Up Sucker Creek

Up Sucker Creek
Photo Courtesy of the Lake Oswego Library

Sunday, July 13, 2014

Gramor's game-changer for Vancouver

If anyone wonders where some of those 750,000 people forecast to move to the Metro area in the next 25 years will live, it will be Vancouver.  And it won't be Cootyville.  A new development, The Waterfront Vancover, will give the Pearl and SoWa a run for their money.  With urban development spread across 35 acres (22 blocks) along the Columbia River waterfront, the development will include "3,000 housing units, 10 park acres, 1.2 million feet of office space and 250,000 square feet of retail and hospitality space."  Barry Cain, President of Gramor development is heading this major endeavor.  

Cain is the developer who worked so diligently with citizens to make sure Lake View Village successful and fit the character of downtown LO.  Lake View Village is now being threatened by the proposed Wizer Development that would overwhelm the district.  What every city needs are not more big buildings, but more good neighbors.  

The scale of the Vancouver undertaking is breathtaking - a small city really.  Reclaiming an old mill site for new development is a good match for land needed for housing and employment, and the apparent need for these services.  
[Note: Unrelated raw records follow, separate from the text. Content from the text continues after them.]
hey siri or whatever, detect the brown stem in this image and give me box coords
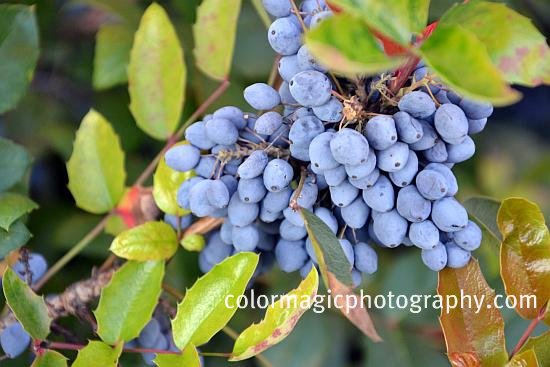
[289,167,308,211]
[510,303,548,358]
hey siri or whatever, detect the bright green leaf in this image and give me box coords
[153,142,193,216]
[154,345,200,367]
[93,23,134,90]
[110,221,178,261]
[305,15,402,76]
[193,0,241,80]
[438,259,508,367]
[128,3,185,140]
[497,198,550,320]
[0,192,38,231]
[441,1,550,87]
[67,109,126,214]
[2,267,51,339]
[508,348,539,367]
[230,267,319,361]
[0,4,39,114]
[31,350,67,367]
[0,219,31,258]
[0,137,32,192]
[72,341,123,367]
[330,0,430,45]
[520,331,550,366]
[95,260,164,344]
[420,23,521,106]
[172,252,259,349]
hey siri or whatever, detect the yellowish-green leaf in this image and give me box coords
[193,0,241,80]
[0,136,32,192]
[2,267,51,339]
[0,192,38,231]
[230,267,319,361]
[153,142,194,216]
[67,109,126,214]
[438,259,508,367]
[154,345,200,367]
[172,252,258,349]
[72,341,123,367]
[330,0,430,45]
[420,23,521,106]
[0,219,31,258]
[180,233,205,252]
[520,331,550,366]
[507,348,539,367]
[305,15,402,77]
[441,1,550,87]
[110,221,178,261]
[0,4,39,114]
[95,260,164,344]
[93,23,134,90]
[129,3,185,140]
[31,350,67,367]
[497,198,550,320]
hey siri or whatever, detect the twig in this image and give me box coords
[289,167,308,211]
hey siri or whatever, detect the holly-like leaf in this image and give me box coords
[305,15,402,76]
[464,197,501,247]
[420,23,521,106]
[520,331,550,366]
[507,348,539,367]
[110,221,178,261]
[230,267,319,361]
[441,1,550,87]
[72,341,123,367]
[154,345,200,367]
[172,252,259,349]
[329,0,429,45]
[153,143,194,216]
[0,219,31,258]
[95,260,164,344]
[438,259,508,367]
[67,109,126,214]
[2,267,51,340]
[193,0,241,80]
[31,350,67,367]
[0,193,38,231]
[497,198,550,320]
[93,23,134,90]
[0,137,32,192]
[128,3,185,140]
[0,4,39,114]
[301,208,381,342]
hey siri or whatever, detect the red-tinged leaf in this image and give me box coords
[497,198,550,320]
[507,348,539,367]
[372,29,410,56]
[115,186,159,229]
[438,259,508,367]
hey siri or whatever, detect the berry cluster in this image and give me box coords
[163,0,490,284]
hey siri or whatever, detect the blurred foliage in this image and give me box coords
[0,0,548,366]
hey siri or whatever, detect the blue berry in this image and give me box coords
[268,17,302,55]
[398,91,436,119]
[289,70,332,107]
[238,150,269,179]
[416,169,448,200]
[238,177,267,203]
[362,175,394,212]
[227,193,259,227]
[275,240,308,272]
[0,322,30,358]
[376,142,409,172]
[164,144,200,172]
[446,136,475,163]
[330,128,370,166]
[341,197,370,228]
[255,111,283,135]
[262,0,291,17]
[372,210,408,247]
[421,242,447,271]
[185,121,215,150]
[364,115,397,150]
[324,165,347,186]
[354,242,378,274]
[409,120,437,151]
[263,159,294,192]
[244,83,281,110]
[396,185,431,222]
[312,97,343,122]
[213,106,246,129]
[314,207,338,234]
[431,197,468,232]
[329,179,359,207]
[309,131,339,170]
[409,220,439,249]
[289,115,324,145]
[434,104,468,144]
[280,219,308,241]
[452,220,482,251]
[389,150,418,187]
[445,241,471,268]
[207,179,230,208]
[232,225,260,251]
[424,163,458,196]
[205,118,239,145]
[459,99,493,119]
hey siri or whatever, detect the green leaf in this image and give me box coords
[0,4,39,114]
[154,345,200,367]
[0,192,38,230]
[180,234,205,252]
[128,3,185,140]
[230,267,319,361]
[497,198,550,320]
[438,259,508,367]
[301,208,381,342]
[110,221,178,261]
[2,267,51,339]
[72,341,123,367]
[419,23,521,106]
[441,1,550,87]
[0,219,31,258]
[67,109,126,214]
[463,197,502,246]
[508,348,539,367]
[31,350,67,367]
[153,142,194,216]
[330,0,430,44]
[172,252,258,349]
[0,137,32,192]
[193,0,241,80]
[305,15,402,76]
[520,331,550,366]
[93,23,134,90]
[95,260,164,344]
Rather than trying to disperse density into towns that clearly don't want it, the Central Planners should concentrate their efforts on places where it is wanted.  In other words, a Metro should walk their talk - work with communities to realize their own visions for the future - not just some version of the oppressive Metro Plan.   



Vancouver waterfront developer nearing agree-ments with tenants; construction could start in 2015
The Oregonian  |  July 11, 2014  |  By Elliot Njus 


The developer behind a plan to build a business, residential and entertainment district at a former  lumber mill on the Vancouver waterfront says he's close to agreements with tenants that would
occupy its first buildings.

Gramor Development President Barry Cain, speaking before a crowd of 200 hosted by the Vancouver Downtown Association, said he's in talks with two restaurants and a hotel company  whose buildings could be among the first in the mixed-use development. He said his company is working on a residential building that would start construction at the same time.

"We're getting so, so close to getting really started," he said.

Cain said several businesses had expressed
 interest in the office space, and that he on.wouldn't move forward on an office building before a tenant had signed.

The waterfront development has been in the works for nearly a decade since Boise Cascade shuttered its lumber mill, leaving fallow a 35-acre site near the Port of Vancouver. It was largely cut off from downtown by a railroad berm until the city finished a $44.6 million access project to dig under the rails and connect the area to downtown roads this year.

Cain said the 22-block site is unlike any other in the Portland area because of its south-facing waterfront views. He said, too, that the development team is selling sites there for half of what a site in Portland's Pearl District would cost.

Gramor is known for retail-centered developments around the Portland region, including Lake View Village in downtown Lake Oswego and Progress Ridge TownSquare in Beaverton.